A Selic permanece em 15% ao ano, mas o Copom sinaliza o início do ciclo de cortes em março, com trajetória gradual. O foco não está nos números, e sim no teor do Comunicado, que enfatiza cautela para manter a inflação sob controle.
Segundo o BC, a redução gradual deverá ocorrer sem comprometer a convergência da inflação. O cenário é alinhado à projeção de que o horizonte relevante hoje é o terceiro trimestre de 2027. A inflação projetada nesse espaço é de 3,2%.
O Boletim Focus aponta IPCA de 4,0% em 2026 e 3,8% em 2027, ainda acima da meta, mas com trajetória de desaceleração. O Copom destaca espaço para cortes, desde que haja condições de garantir credibilidade e controle das expectativas.
Por que o BC segue cauteloso
O comunicado evidencia desancoragem das expectativas, ainda acima da meta, exigindo vigilância da política monetária. O hiato do produto positivo também complica cortes mais agressivos, mantendo o aperto monetário por mais tempo.
Além disso, o risco fiscal persiste como fator de incerteza. Sem sinalização clara de controle de gastos, a política monetária permanece mais restritiva para não comprometer a credibilidade.
Implicações para o investidor
Com a Selic em 15%, renda fixa segue dominante no curto prazo, oferecendo retorno real estável e baixo risco. Já os ativos de risco começam a sentir os efeitos de precificação com antecedência.

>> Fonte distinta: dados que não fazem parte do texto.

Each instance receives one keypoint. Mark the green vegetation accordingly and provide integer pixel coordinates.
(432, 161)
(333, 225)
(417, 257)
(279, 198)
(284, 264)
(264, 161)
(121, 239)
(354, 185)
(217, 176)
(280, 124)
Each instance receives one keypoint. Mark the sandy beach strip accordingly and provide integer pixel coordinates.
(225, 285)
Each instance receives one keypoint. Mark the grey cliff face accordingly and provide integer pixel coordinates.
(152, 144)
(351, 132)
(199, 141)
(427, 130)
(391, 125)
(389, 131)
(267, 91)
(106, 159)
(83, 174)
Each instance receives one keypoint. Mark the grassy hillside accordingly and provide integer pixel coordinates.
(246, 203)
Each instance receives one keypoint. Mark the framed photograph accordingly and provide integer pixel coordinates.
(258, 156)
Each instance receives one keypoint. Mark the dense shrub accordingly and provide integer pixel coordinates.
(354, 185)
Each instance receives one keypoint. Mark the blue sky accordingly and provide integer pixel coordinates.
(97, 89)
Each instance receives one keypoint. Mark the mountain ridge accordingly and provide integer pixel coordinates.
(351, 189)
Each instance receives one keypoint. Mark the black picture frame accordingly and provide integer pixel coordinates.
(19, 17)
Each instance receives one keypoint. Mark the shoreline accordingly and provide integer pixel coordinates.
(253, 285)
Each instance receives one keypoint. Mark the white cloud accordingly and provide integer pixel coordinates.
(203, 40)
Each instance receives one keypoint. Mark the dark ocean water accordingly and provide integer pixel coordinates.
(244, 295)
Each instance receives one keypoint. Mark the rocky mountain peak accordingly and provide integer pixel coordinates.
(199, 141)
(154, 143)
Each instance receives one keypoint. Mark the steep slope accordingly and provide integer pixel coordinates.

A reação de ações e fundos imobiliários costuma ocorrer antes do corte efetivo. Investidores estrangeiros já se posicionam desde 2025, enquanto o investidor local tende a reagir posteriormente à reprecificação.
Como moldar a carteira na transição
Reservas de emergência e de oportunidade devem permanecer com foco em liquidez. Tesouro Selic e CDBs de liquidez diária com CDI próximo de 100% continuam adequados.
Na renda variável, a queda gradual da Selic pode favorecer fundos imobiliários, especialmente de papel ou logística, que paguem próximo de 1% ao mês, se a renda fixa cair para 0,8%–0,9%.
Diversificação internacional continua relevante, diante do risco fiscal doméstico e da volatilidade externa. Manter parcela dolarizada pode atuar como proteção, não como aposta direcional.
O que esperar daqui em diante
O Copom sinaliza abertura para cortes, mas o ritmo não é o desejado pelo mercado. A maior parte dos ajustes deve ocorrer no segundo semestre, exigindo seletividade, disciplina de aportes e paciência por parte dos investidores.